Diet for Autism: What Works?
Parents Who Try Special Diets for Autism Should Be Supported, Even Though Evidence Conflicting, Experts Say
Sept. 28, 2011 (San Diego) -- Up to half of children with autism are placed on special diets by their parents to improve symptoms, despite conflicting evidence that they work.
Now, a small new study of the popular gluten-free/casein-free diet, or GFCF diet, suggests it does not work, says Patricia Stewart, RD, PhD, of the University of Rochester. She presented the findings here at the American Dietetic Association's Food Conference Expo in San Diego.
Stewart enrolled 22 children, ages 30 to 54 months, to go on the GFCF diet. The research was funded by the National Institute of Mental Health under the STAART (Studies to Advance Autism Research and Treatment) Network.
Only 14 children were able to maintain the strict diet for the four-week minimum required for the study. It requires that all foods containing gluten and casein be removed from the diet. Gluten is a protein found in foods made from wheat, barley, and rye. Casein is a protein found in milk.
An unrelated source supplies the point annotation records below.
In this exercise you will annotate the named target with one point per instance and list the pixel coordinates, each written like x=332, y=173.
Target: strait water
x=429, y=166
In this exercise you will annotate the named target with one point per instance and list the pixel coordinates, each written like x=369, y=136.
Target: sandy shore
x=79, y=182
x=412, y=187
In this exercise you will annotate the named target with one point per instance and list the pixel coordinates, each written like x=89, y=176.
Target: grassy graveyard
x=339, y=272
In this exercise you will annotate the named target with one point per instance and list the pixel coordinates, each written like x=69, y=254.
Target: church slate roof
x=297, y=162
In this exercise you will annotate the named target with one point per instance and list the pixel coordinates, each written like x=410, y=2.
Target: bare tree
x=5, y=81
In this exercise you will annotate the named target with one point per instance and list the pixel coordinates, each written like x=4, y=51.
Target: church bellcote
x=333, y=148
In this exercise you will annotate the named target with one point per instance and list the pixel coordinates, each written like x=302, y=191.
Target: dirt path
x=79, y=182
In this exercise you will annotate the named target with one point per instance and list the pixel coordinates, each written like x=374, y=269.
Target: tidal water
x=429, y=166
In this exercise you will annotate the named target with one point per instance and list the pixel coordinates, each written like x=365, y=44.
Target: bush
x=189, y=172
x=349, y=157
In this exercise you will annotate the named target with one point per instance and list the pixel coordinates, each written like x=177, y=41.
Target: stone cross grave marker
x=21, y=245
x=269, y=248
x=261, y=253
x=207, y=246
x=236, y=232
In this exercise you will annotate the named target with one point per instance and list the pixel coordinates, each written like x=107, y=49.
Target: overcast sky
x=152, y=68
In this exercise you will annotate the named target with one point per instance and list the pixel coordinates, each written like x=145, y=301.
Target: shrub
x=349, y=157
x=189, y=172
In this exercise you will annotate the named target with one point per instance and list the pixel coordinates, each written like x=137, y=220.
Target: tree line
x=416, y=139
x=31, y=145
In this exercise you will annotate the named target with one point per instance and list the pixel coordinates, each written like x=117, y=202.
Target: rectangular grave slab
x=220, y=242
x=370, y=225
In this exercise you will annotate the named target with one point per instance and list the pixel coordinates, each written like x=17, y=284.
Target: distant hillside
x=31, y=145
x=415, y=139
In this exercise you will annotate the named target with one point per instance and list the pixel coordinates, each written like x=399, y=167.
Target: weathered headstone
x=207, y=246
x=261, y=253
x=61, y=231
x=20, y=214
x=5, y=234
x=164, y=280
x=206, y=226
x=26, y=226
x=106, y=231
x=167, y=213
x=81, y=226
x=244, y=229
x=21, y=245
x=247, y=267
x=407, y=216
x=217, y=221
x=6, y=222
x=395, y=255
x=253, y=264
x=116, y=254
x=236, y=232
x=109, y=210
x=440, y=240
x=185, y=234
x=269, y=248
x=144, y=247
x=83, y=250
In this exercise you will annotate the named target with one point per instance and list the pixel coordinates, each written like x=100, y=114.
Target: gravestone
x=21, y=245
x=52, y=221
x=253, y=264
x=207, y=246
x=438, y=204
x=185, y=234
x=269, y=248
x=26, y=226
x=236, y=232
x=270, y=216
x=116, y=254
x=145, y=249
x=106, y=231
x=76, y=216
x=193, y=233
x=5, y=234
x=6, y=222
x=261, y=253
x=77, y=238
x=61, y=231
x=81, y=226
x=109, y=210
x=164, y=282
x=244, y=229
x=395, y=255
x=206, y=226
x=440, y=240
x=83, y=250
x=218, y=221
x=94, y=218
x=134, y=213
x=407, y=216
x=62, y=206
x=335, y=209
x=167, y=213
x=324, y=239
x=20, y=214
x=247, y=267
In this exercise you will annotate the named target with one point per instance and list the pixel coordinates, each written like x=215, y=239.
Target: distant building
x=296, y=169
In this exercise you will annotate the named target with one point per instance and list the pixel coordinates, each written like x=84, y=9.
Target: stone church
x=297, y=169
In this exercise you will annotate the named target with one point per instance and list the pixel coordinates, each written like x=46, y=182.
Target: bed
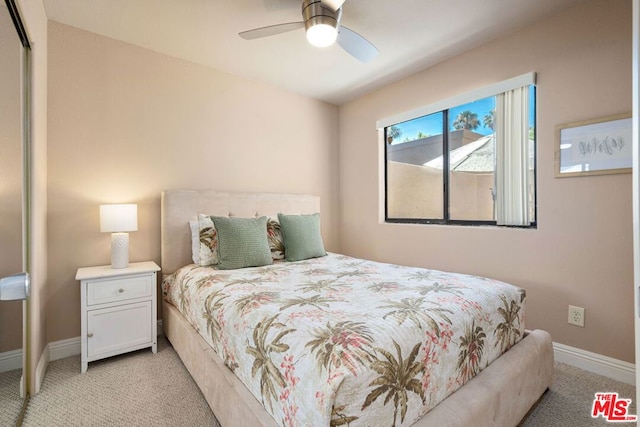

Six weeks after the study began, Stewart started the food challenges with the children. These included portions of wheat flour, milk, both, or placebo. She and others observed their behaviors. They found:
- No effect on sleep
- No difference in stool frequency or consistency
- No difference in ratings of attention or activity by parents, teachers, or researchers
- No noticeable differences in social interactions, language, or movement behaviors
"Nevertheless, parents will continue to try many of these diets based on what is out there [about them working]," says Stewart, director of the Clinical Research Center at the University of Rochester School of Medicine.
And despite conflicting evidence that special diets for autism work, she says, parents who decide to try it deserve the support of their health care providers. Few of the diets have been tested thoroughly and scientifically.
Study of Nutrients in Children With Autism
Researchers also found that children with autism lack some important nutrients but have sufficient intakes of others whether they are on or off a special diet.
Children with autism often eat only a few, favorite foods, or are otherwise picky about what they eat. Experts worry about their nutritional status.
So in another new study, Stewart analyzed the food records of 252 children with autism, hoping to find out if their nutritional status is inadequate.
Although she has yet to complete the analysis of all the children, so far she found children with autism lack some nutrients but not others.
They are similar to other children, she says, in that they don't get enough potassium, fiber, vitamin D, vitamin E, or calcium. Like other children, they get too much sodium.
More children with ASD got enough vitamin K and E compared to general population.
While many parents give supplements to their children with autism automatically, she suggests health care providers should be asked about it. They should evaluate whether the children need extra supplements or if they get enough nutrients from diet.
In a third study presented at the meeting, Kent State University researchers evaluated the nutritional status of children with autism while on a GFCF diet. They looked at the diets of 31 children, ages 6 to 11. Some were on a GFCF and some ate a regular diet. They looked at three-day food records. Those on GFCF diets had lower intakes of vitamins B1, B2, B12, and D, calcium, phosphorus, and selenium than those on the regular diet.